Shared Risks Require Shared Defenses
As AI capabilities advance, financial institutions are increasingly recognizing that certain risks, such as cybersecurity, model failure, and systemic AI behavior, are not competitive differentiators. They are shared exposures. Because institutions largely rely on the same third-party foundation models and operate within highly interconnected markets, a single vulnerability or algorithmic failure can quickly cascade across the entire sector.
Yet most organizations are still building parallel infrastructure to solve similar problems in isolation, resulting in duplicated effort and fragmented standards. This is driving growing interest in shared benchmarks, common evaluation methodologies, and collaborative red-teaming initiatives.
The goal is not only efficiency, but acceleration: enabling the sector to converge more quickly on robust and trustworthy AI deployment practices, and to build shared defenses against adversarial attacks that no single institution can effectively address alone.

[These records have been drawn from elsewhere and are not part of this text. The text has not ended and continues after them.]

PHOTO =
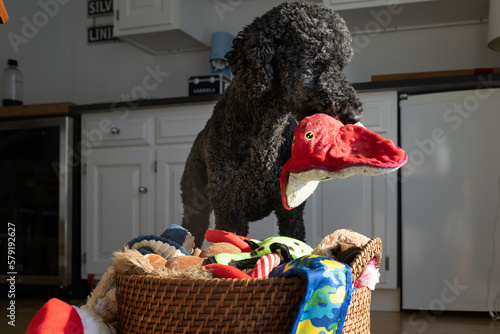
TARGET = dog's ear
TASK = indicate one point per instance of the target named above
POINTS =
(251, 59)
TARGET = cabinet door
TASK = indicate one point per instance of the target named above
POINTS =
(117, 208)
(144, 13)
(368, 204)
(170, 166)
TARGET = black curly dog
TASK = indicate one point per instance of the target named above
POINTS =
(287, 65)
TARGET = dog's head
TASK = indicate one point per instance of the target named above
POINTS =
(297, 52)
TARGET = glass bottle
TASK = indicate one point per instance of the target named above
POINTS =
(13, 84)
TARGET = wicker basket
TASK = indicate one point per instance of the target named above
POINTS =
(148, 304)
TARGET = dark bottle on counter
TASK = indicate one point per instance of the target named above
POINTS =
(13, 84)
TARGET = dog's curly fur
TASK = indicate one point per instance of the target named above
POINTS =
(287, 65)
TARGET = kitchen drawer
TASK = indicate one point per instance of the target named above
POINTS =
(183, 125)
(111, 131)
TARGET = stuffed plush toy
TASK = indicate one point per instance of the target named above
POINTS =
(145, 255)
(343, 246)
(323, 148)
(287, 248)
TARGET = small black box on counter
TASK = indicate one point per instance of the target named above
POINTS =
(208, 84)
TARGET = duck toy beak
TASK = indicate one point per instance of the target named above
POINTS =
(324, 149)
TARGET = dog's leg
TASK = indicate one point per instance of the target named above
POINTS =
(231, 221)
(291, 222)
(195, 198)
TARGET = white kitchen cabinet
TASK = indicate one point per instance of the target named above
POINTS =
(354, 4)
(135, 14)
(164, 26)
(132, 165)
(117, 202)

Bridging the Gap Between Research and Industry
This creates an opportunity for research institutions like Mila, as the current AI challenges in finance require advances in:
- AI evaluation and benchmarking
- Agentic system safety
- Robust guardrails
- Privacy-preserving AI
- Synthetic data generation
- Human-AI oversight
- Interpretable risk management systems
These collaborations are thus becoming a defining factor not only for individual advancements, but for public trust, consumer protection, and systemic stability in financial systems that underpin the broader economy and society.
The “Mila x Finance: The Era of Agents, Risk, and Consumer Protection” report captures how Canadian financial institutions are navigating these tensions, and highlights a growing need for engagements between research, industry, and regulators as AI becomes embedded in critical financial infrastructure.